I've probed this serial stream coming out of a scoreboard controller and it seems like a proprietary protocol. How would I go about trying to software-decode this?

Serial stream

The start bit is 7.8us long. All the data bits are about 3.85us, giving a bus speed of around 260KHz. A logic HIGH bit starts with a 3.1us HIGH period then a ~800ns LOW. A logic LOW bit is the same but the periods are switched. Each packet is made of 255 bits, so about one packet is sent every millisecond.

I've thought of triggering on the rising edge and then reading the pin level after a short delay, but I don't think an interrupt-driven scheme would work that well because of the overhead.

Any ideas?

Best Answer

You say that the overhead of interrupt handling would be too high, but I don't think that's necessarily true. A cheap microcontroller may not be able to do much useful processing of the data stream, but it should be powerful enough to serve as an ad-hoc converter.

Let's take an AVR chip as an example: the ATmega328P that serves as the core of the Arduino dev board. At the maximum clock rate of 20MHz, you get 77 clock cycles per bit. According to the datasheet (page 15) it takes about 7 clock cycles to enter an ISR and 4 cycles to exit.

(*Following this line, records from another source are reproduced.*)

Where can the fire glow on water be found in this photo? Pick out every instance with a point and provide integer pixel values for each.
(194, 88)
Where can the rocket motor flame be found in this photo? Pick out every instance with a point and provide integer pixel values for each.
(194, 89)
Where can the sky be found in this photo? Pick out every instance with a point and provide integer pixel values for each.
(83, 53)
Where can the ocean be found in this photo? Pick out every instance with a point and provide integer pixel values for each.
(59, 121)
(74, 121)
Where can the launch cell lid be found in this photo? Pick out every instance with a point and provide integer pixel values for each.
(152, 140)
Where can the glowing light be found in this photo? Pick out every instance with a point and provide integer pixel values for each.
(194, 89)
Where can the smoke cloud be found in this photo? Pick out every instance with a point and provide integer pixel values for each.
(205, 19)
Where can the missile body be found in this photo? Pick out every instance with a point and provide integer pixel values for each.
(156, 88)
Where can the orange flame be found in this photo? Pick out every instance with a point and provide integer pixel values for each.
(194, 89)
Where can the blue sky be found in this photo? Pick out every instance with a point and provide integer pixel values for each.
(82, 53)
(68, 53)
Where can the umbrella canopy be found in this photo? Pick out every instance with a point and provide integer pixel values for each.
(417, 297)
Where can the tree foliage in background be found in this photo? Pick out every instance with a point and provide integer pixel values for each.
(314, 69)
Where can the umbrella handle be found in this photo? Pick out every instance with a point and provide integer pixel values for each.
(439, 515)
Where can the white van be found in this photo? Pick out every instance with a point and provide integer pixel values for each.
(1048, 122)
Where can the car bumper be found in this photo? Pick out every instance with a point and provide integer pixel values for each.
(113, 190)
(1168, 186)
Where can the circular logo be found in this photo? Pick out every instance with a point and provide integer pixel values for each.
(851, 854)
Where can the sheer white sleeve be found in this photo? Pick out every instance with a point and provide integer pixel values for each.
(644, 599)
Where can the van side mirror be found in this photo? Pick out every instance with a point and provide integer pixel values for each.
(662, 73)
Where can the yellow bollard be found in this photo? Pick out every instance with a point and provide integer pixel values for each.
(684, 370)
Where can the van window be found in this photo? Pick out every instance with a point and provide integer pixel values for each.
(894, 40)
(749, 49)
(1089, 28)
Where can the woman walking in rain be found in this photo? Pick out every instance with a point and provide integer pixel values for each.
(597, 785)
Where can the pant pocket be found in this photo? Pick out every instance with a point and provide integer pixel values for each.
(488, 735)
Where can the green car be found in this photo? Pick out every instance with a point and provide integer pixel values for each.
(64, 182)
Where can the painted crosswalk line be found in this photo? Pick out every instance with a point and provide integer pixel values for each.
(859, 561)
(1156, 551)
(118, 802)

Assuming you spend half of each data bit in a spin-loop waiting for the right time to sample the input, you're left with about 27 cycles per bit outside of the interrupt handler. Most AVR instructions are single-cycle, so that should be plenty of time to frame the bits into bytes and shove them onto an SPI link to your host processor.

(I've glossed over the problem of detecting start bits. One option is to reset one of the built-in timers at the beginning of every bit, and use the output compare to determine whether the interval between two rising edges exceeds a threshold.)